Unser Präsident Dirk Roswandowicz hat darauf schon reagiert, indem er feststellte, hier habe ein mündiges Publikum, übrigens einschließlich der Fans aus St. Raphael und Göppingen, entschieden, wem es seine Unterstützung schenke. Aus meiner Sicht sind die Berliner einfach schlechte Gewinner. Sie sollten zur Kenntnis nehmen, dass Sympathien im Sport nicht befohlen werden können. Mich erstaunt schon, dass sich die Offiziellen der Füchse offenbar als letzte moralische Instanz des Welthandballs sehen. Emotionen gehören in unserem Sport einfach dazu, und wir beschweren uns auch nicht, wenn wir in Berlin ausgepfiffen werden.

Gab es seitens des europäischen Verbandes eine Reaktion auf die Berliner Intervention?
Überhaupt nicht. Die Föderation hat sich von der Stimmung an den beiden Tagen vielmehr sehr angetan gezeigt.

Das Turnier ist Vergangenheit. Wie fällt ein erstes Saisonfazit Ihrerseits aus? 
Das Turnier ist zwar vorbei, aber die Saison noch nicht ganz. Wir wollen auf jeden Fall in der letzten Partie unseren sehr guten vierten Rang in der Meisterschaft verteidigen. Dies wäre eine weitere Verbesserung gegenüber dem Vorjahr. Gelingt das, können wir mit der Saison unterm Strich zufrieden sein. Hinzu kommen noch zwei Teilnahmen an Pokalendrunden, dem deutschen Cup-Finale in Hamburg und eben dem EHF-Finale in Magdeburg. In der Meisterschaft, wo uns größere Ausfälle wie im Jahr davor die Niederlagen gegen Hannover und Minden erspart blieben, liegen wir diesmal vor solchen Teams wie Hannover, Kiel und Melsungen. Abgesehen davon, dass wir seit langem erstmals wieder vor Kiel stehen würden, dies sind alles Mannschaften, die vermutlich finanziell besser aufgestellt sind als wir.

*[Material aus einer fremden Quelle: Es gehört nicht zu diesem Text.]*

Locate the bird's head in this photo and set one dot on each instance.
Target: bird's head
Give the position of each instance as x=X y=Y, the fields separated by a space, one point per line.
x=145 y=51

Da wir gerade dabei sind: Wohin soll der Weg Ihrer Mannschaft in der kommenden Spielzeit führen?
Natürlich können wir nicht sagen, wir wollen Achter werden (lacht). Es gilt vielmehr, die Leistung aus dieser Saison zu bestätigen und uns wieder für einen internationalen Wettbewerb zu qualifizieren. Personell wird sich außer dem bereits gemeldeten Zugang des schwedischen Nationalspielers Albin Lagergren im rechten Rückraum nichts weiter tun.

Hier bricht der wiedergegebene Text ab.